LCC Programme


Variation among media has effects on the design as well as the use of texts and communication systems (production, including editing; reception; post-processing, including further use and translation). These effects can be described and explained by properties of the genre knowledge of language users. Of particular interest today is the developing genre knowledge of new forms of communication, including video-conferencing, skyping, e-mailing, chatting, blogging, internet searching, direct computer communication in the form of dialogues (Natural Language Interfaces), filling in questionnaires on sites, writing documents for publication on the internet or for computer-supported live presentations, distance learning, etc.

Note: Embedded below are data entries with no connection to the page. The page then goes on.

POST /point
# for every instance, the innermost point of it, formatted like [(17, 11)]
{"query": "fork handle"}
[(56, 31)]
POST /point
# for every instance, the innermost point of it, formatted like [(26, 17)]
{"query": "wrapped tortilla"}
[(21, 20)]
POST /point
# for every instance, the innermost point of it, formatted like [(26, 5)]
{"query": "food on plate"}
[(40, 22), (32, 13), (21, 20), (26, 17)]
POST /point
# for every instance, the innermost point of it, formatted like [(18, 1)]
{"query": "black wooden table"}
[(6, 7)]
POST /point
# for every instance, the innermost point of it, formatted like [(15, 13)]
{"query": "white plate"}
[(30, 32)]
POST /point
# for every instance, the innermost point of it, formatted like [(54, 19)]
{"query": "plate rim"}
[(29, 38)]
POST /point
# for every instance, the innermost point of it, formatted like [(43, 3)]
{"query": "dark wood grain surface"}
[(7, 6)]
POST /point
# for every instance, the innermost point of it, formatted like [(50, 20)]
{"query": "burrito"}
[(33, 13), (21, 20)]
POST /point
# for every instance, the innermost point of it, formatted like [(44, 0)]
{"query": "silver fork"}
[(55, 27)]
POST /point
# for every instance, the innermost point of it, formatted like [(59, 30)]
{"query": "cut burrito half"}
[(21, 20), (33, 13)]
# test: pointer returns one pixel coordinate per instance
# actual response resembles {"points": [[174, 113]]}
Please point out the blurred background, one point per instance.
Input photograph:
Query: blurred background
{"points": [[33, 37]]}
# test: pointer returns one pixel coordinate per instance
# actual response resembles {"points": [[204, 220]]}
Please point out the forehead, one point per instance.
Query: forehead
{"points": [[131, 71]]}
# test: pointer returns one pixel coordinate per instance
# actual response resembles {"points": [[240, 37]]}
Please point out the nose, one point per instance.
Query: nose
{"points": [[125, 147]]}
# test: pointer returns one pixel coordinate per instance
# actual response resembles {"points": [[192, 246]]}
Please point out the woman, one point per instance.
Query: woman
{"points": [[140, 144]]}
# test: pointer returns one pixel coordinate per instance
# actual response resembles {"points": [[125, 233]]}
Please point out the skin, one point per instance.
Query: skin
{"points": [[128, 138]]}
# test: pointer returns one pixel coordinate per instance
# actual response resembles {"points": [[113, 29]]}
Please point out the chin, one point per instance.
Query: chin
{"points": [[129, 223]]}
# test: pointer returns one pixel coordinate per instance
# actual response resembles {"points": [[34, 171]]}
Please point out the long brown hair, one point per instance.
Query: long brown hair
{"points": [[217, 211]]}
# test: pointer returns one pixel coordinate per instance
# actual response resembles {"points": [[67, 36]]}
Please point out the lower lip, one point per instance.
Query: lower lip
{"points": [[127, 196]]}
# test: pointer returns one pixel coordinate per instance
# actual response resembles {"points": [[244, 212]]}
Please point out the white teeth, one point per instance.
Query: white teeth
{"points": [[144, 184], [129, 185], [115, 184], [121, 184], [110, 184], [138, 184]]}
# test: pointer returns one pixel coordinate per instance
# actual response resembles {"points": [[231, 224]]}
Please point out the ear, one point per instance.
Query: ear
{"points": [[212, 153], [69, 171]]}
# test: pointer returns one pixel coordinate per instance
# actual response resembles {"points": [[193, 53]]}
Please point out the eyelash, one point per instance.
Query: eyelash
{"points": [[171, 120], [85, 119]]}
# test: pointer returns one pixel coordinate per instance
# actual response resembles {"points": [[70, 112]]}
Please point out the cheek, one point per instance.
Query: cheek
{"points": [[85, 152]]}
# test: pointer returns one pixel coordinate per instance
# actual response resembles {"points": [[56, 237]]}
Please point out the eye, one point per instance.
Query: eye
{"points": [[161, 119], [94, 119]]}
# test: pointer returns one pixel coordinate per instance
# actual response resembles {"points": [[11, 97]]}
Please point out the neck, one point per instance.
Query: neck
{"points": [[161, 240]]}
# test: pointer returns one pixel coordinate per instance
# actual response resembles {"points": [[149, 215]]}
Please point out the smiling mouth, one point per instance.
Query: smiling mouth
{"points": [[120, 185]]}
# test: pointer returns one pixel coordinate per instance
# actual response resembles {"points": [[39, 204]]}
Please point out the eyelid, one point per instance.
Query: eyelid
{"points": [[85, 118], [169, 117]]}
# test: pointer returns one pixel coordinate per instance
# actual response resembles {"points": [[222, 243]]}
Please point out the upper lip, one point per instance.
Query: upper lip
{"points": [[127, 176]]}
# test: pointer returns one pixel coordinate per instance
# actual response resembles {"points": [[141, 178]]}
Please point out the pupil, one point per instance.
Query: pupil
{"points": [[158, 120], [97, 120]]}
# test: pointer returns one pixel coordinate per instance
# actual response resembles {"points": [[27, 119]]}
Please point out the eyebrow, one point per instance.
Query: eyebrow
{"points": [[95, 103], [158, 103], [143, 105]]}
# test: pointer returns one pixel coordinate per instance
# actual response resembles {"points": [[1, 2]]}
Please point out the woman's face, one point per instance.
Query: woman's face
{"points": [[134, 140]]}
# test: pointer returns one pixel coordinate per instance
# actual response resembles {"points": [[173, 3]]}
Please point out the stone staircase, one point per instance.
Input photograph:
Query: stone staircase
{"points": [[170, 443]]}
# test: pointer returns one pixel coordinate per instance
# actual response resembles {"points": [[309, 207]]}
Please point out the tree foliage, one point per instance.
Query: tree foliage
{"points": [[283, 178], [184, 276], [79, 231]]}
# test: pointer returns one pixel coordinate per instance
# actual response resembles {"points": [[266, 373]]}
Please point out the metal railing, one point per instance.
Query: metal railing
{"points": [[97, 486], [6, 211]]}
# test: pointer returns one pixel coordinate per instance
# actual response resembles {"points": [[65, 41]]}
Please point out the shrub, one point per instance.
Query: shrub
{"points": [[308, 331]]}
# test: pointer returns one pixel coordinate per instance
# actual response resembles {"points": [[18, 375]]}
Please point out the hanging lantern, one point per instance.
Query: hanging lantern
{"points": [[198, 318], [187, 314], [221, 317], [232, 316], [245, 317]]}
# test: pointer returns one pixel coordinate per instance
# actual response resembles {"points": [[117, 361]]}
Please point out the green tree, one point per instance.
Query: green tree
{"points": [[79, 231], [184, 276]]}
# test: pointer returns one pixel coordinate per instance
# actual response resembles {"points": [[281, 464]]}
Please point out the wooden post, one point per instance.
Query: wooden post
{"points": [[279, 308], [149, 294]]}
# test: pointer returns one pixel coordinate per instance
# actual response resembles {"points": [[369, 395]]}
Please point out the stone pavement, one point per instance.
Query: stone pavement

The LCC programme produces and employs expertise about documents and systems of communication for the study as well as design of different forms of communication, with a special focus on Computer Mediated Communication (CMC). Correspondences and differences between CMC and other types of communication are described and explained in order to be applied in digital document and system design. Special attention is paid in this programme to two aspects: effectiveness and international context. Decisions about media choice and document and system design are fundamental to effective communication, as are adequate performance in native or foreign languages in the international context that modern language users (people as well as computer systems) in the Netherlands increasingly find themselves in (whether these languages are Dutch or English or another language). These are two factors which clearly affect the well-being of new media users in communication, including their communicative confidence, politeness, style, and control.

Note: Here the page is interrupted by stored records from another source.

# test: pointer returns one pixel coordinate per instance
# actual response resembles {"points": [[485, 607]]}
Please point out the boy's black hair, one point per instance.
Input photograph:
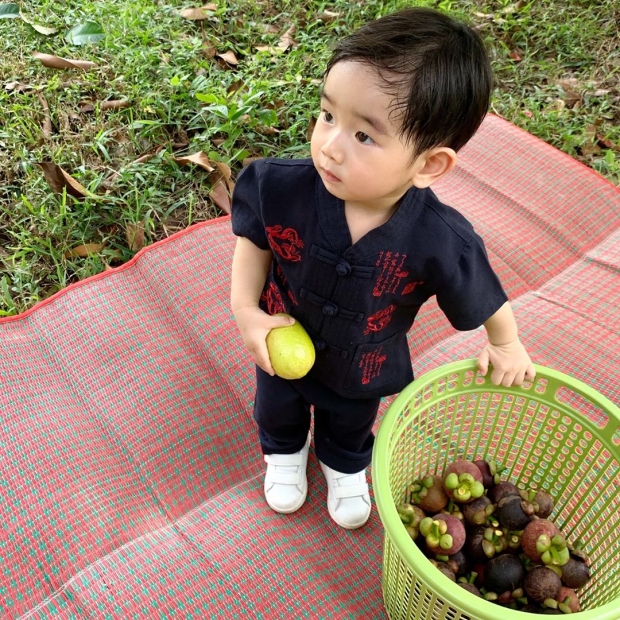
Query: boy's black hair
{"points": [[436, 68]]}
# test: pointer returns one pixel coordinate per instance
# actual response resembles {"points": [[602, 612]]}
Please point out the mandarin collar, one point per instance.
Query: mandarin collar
{"points": [[333, 222]]}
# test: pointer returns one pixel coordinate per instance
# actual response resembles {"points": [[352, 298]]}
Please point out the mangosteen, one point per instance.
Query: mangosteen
{"points": [[542, 542], [543, 504], [575, 573], [444, 534], [513, 512], [428, 493], [567, 598], [504, 573], [477, 548], [462, 563], [502, 489], [541, 583], [446, 570], [463, 481], [478, 511]]}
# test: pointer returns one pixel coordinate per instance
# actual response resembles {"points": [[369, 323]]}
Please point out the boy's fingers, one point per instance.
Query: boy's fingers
{"points": [[483, 363]]}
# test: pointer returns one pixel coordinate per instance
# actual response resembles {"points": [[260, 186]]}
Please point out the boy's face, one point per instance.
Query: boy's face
{"points": [[355, 145]]}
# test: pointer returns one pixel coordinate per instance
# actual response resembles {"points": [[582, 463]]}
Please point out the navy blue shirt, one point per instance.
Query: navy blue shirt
{"points": [[358, 301]]}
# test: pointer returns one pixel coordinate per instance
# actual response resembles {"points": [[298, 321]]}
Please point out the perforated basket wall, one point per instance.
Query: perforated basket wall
{"points": [[555, 433]]}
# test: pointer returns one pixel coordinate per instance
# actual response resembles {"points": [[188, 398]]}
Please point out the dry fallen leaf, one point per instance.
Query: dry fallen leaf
{"points": [[200, 159], [114, 104], [82, 251], [135, 236], [56, 62], [223, 173], [229, 57], [328, 16], [60, 180], [199, 13]]}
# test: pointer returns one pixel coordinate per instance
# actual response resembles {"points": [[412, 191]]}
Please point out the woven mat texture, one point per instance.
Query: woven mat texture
{"points": [[130, 472]]}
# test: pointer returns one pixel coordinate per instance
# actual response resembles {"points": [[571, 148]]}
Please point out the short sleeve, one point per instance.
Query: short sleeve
{"points": [[246, 207], [473, 293]]}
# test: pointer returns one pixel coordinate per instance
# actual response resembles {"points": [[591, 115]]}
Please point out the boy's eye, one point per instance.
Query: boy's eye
{"points": [[364, 138]]}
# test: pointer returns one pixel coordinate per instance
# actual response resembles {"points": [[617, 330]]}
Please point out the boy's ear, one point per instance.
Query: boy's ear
{"points": [[432, 165]]}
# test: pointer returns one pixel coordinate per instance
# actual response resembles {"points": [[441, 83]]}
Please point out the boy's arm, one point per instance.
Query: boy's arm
{"points": [[249, 272], [511, 363]]}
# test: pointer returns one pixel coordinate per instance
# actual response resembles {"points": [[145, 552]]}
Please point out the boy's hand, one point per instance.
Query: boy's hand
{"points": [[254, 325], [510, 361]]}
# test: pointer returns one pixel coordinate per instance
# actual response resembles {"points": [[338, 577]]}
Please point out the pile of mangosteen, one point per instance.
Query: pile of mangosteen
{"points": [[495, 540]]}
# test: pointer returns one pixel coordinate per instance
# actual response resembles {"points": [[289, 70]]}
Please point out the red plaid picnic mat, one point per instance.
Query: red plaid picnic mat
{"points": [[130, 473]]}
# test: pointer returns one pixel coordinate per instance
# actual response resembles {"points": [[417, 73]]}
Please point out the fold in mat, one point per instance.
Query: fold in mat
{"points": [[130, 471]]}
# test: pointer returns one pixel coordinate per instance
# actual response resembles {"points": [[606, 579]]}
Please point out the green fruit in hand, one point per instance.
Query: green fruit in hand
{"points": [[291, 351]]}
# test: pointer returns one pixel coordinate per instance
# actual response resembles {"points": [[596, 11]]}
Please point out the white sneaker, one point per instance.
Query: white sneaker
{"points": [[286, 485], [348, 500]]}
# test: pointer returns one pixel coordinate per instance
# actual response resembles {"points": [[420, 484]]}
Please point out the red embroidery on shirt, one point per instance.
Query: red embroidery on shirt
{"points": [[379, 319], [410, 287], [284, 282], [271, 296], [371, 365], [286, 243], [392, 272]]}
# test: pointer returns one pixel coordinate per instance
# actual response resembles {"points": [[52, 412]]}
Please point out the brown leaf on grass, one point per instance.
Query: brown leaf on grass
{"points": [[60, 180], [135, 236], [224, 174], [222, 187], [229, 57], [199, 13], [327, 17], [114, 104], [47, 121], [286, 40], [82, 251], [200, 159], [18, 87], [56, 62], [148, 155]]}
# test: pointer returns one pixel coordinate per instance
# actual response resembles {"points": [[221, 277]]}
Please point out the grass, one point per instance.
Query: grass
{"points": [[557, 66]]}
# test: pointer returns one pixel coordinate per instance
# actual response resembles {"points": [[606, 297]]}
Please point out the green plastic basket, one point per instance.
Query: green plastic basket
{"points": [[555, 433]]}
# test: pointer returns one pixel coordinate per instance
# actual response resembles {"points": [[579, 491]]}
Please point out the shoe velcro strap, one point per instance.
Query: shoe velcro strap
{"points": [[283, 478], [287, 460], [355, 490]]}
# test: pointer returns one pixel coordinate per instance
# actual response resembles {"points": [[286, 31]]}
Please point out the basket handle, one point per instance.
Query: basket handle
{"points": [[578, 397]]}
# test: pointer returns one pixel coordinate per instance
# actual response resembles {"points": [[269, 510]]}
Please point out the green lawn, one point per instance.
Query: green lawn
{"points": [[557, 70]]}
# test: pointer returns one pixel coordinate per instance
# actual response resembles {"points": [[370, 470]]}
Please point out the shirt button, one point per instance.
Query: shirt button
{"points": [[330, 310], [343, 268]]}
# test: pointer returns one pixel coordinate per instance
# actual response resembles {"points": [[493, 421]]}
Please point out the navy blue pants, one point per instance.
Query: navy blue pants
{"points": [[343, 437]]}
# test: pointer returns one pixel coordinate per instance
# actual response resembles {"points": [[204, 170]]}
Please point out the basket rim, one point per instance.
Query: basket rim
{"points": [[439, 583]]}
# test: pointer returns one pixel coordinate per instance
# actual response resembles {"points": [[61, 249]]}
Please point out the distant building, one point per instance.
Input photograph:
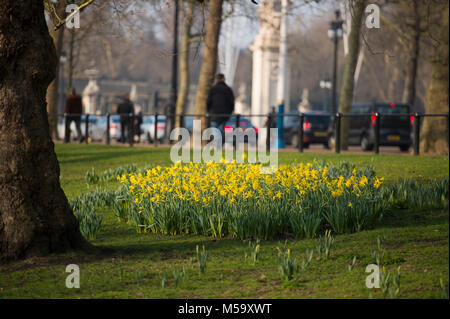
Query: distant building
{"points": [[102, 95]]}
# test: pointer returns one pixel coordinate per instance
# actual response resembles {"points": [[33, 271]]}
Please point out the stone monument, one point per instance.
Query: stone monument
{"points": [[266, 50]]}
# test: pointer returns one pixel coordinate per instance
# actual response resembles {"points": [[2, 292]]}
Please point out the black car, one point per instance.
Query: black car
{"points": [[394, 130], [315, 128]]}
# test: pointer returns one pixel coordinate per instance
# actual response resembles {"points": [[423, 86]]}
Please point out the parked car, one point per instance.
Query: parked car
{"points": [[99, 131], [93, 121], [394, 130], [148, 127], [315, 128]]}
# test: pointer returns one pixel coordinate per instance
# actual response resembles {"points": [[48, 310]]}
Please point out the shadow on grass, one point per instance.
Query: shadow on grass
{"points": [[406, 218]]}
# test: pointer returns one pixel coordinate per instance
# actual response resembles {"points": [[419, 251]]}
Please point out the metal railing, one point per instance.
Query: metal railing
{"points": [[335, 130]]}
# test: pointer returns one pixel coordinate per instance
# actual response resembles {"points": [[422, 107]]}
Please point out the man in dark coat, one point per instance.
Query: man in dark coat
{"points": [[73, 110], [220, 101], [125, 108]]}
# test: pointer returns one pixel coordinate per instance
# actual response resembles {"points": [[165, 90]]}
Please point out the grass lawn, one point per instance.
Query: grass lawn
{"points": [[132, 265]]}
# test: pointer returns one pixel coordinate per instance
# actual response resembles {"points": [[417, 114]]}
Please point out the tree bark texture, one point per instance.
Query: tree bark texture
{"points": [[35, 216], [412, 62], [209, 63], [346, 98], [184, 62], [434, 135], [53, 88]]}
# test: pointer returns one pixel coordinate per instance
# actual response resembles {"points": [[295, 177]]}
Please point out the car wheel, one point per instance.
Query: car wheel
{"points": [[365, 144]]}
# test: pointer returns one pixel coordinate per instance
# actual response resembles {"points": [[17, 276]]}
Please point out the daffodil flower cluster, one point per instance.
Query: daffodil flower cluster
{"points": [[218, 199]]}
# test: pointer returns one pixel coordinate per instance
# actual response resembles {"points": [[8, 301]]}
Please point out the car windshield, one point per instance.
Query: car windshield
{"points": [[392, 109], [317, 119]]}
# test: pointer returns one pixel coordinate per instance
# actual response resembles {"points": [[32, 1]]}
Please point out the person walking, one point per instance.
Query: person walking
{"points": [[124, 109], [220, 101], [73, 110]]}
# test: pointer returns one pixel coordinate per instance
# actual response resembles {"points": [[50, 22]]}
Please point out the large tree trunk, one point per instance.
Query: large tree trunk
{"points": [[434, 137], [35, 217], [351, 60], [184, 63], [53, 88], [209, 63], [409, 92]]}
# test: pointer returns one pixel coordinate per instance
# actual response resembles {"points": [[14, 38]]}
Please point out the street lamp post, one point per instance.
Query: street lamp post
{"points": [[335, 32], [325, 84], [282, 61]]}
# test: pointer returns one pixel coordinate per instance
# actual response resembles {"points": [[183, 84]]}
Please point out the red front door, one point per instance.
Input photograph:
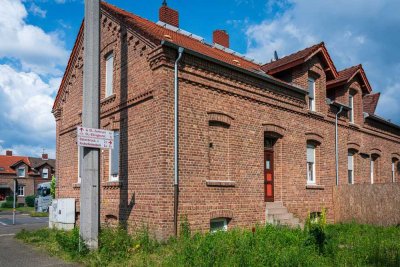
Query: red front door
{"points": [[269, 175]]}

For language use and multimodal communication, these media effects have long been described with reference to the broad differences between the traditionally dominant modalities of speech and writing. Current developments in media technologies have caused fundamental changes to the cognitive and communicative use and appreciation of various media, so that the contemporary study of language use and multimodal communication across media is breaking new grounds. As a result, the LCC focus programme has the following aim:


        • to describe and explain the properties of a wide range of documents and communication systems,
        • as well as their use in modern western languages,
        • in CMC in comparison with other media,
        • with reference to the genre knowledge of their users,
        • in order to validate novel theories of language use and effective communication,
        • as well as to apply the newly acquired knowledge in document design and system design
        • and in other aspects of professional communicative practice (advice, training, testing).


This aim leads to fundamental and applied research in a range of domains, including government and business, health and care, police and courtroom, education and science, literature and the arts, and journalism.


The methods of the LCC programme comprise a number of complementary approaches and techniques that are traditionally spread across various faculties: structural-functional linguistic and discourse analysis (Faculty of Arts),  computational modeling of communicative interaction (Faculty of Arts, Faculty of Computer Science), behavioral psycholinguistic and sociolinguistic analysis (Faculties of Psychology and of Social Sciences), and a series of computational methods and techniques (Faculty of Computer Science): (semi)automatic text analysis, including data mining, trend analysis, text classification, and text complexity measurements. Since the four main faculties participating in CAMeRA are the faculties of Arts, Psychology, Social Sciences, and Computer Science, the LCC programme is perfectly situated for generating advanced research on language and multimodal communication in the new media from an interdisciplinary and interfaculty perspective.


These aspirations place the LCC programme squarely within the developments described in the KNAW report ‘Samenspel in samenhang: Onderwijs en onderzoek in communicatie, media en informatie’ (Collaboration in context: Education and research in communication, media, and information). The report identifies the emergence of a complex new ‘cmi’ field in research and education, and advances a plea for the institutional integration and stimulation of cmi related research and teaching. It places special emphasis on the need for interdisciplinary collaboration. The LCC programme has been positioned in CAMeRA to make a substantial contribution to these developments.